Bülbül Mehmet Akif, Işık Mehmet Fatih
Department of Software Engineering, Kayseri University, Kayseri 38280, Turkey.
Department of Electrical-Electronics Engineering, Hitit University, Çorum 19030, Turkey.
Biomimetics (Basel). 2024 May 19;9(5):304. doi: 10.3390/biomimetics9050304.
The prediction of patient survival is crucial for guiding the treatment process in healthcare. Healthcare professionals rely on analyzing patients' clinical characteristics and findings to determine treatment plans, making accurate predictions essential for efficient resource utilization and optimal patient support during recovery. In this study, a hybrid architecture combining Stacked AutoEncoders, Particle Swarm Optimization, and the Softmax Classifier was developed for predicting patient survival. The architecture was evaluated using the Haberman's Survival dataset and the Echocardiogram dataset from UCI. The results were compared with several Machine Learning methods, including Decision Trees, K-Nearest Neighbors, Support Vector Machines, Neural Networks, Gradient Boosting, and Gradient Bagging applied to the same datasets. The findings indicate that the proposed architecture outperforms other Machine Learning methods in predicting patient survival for both datasets and surpasses the results reported in the literature for the Haberman's Survival dataset. In the light of the findings obtained, the models obtained with the proposed architecture can be used as a decision support system in determining patient care and applied methods.
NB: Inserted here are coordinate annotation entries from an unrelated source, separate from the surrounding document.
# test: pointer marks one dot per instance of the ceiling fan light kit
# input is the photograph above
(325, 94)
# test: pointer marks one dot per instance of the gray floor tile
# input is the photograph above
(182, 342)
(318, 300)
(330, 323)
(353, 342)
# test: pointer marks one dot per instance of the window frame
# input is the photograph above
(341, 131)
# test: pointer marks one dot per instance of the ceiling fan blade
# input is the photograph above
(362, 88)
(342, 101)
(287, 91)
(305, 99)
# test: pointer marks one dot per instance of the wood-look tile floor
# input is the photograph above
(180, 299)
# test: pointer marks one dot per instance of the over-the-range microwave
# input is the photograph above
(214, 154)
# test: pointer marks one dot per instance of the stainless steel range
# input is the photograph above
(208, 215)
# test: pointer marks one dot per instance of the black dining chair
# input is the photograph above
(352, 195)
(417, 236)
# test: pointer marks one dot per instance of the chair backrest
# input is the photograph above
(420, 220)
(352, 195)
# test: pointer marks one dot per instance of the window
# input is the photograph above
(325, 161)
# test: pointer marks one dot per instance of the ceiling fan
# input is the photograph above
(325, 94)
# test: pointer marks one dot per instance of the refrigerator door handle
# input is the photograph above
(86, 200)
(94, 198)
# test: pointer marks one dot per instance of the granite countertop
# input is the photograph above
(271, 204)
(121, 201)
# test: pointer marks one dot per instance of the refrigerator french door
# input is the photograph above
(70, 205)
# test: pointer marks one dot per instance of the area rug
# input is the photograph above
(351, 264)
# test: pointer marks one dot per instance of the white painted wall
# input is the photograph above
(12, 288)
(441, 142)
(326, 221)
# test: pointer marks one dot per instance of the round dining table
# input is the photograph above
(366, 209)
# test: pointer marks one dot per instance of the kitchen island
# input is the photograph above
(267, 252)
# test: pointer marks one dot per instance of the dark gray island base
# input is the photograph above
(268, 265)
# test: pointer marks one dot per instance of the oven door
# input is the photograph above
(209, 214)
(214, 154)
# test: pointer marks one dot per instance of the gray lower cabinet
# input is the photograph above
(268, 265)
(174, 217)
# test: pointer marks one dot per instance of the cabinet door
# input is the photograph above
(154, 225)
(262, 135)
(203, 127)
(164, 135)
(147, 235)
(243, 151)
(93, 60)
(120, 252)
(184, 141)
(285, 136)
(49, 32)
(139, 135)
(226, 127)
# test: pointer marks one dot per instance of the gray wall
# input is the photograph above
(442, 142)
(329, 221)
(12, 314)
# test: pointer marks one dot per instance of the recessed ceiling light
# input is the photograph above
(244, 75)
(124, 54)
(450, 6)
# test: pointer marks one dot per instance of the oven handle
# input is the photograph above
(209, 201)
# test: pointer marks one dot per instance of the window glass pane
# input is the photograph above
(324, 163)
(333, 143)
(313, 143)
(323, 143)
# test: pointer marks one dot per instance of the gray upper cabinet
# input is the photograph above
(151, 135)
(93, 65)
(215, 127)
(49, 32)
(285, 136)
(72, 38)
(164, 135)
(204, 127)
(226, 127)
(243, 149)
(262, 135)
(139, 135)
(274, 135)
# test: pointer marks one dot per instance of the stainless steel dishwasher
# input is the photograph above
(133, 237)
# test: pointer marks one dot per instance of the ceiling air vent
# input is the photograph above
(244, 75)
预测患者生存率对于指导医疗保健中的治疗过程至关重要。医疗保健专业人员依靠分析患者的临床特征和检查结果来确定治疗方案,因此准确的预测对于有效利用资源和在康复期间为患者提供最佳支持至关重要。在本研究中,开发了一种结合堆叠自动编码器、粒子群优化和Softmax分类器的混合架构来预测患者生存率。使用来自UCI的哈伯曼生存数据集和超声心动图数据集对该架构进行了评估。将结果与几种机器学习方法进行了比较,包括应用于相同数据集的决策树、K近邻、支持向量机、神经网络、梯度提升和梯度装袋。研究结果表明,所提出的架构在预测两个数据集的患者生存率方面优于其他机器学习方法,并且超过了文献中报道的哈伯曼生存数据集的结果。根据获得的研究结果,使用所提出的架构获得的模型可以用作确定患者护理和应用方法的决策支持系统。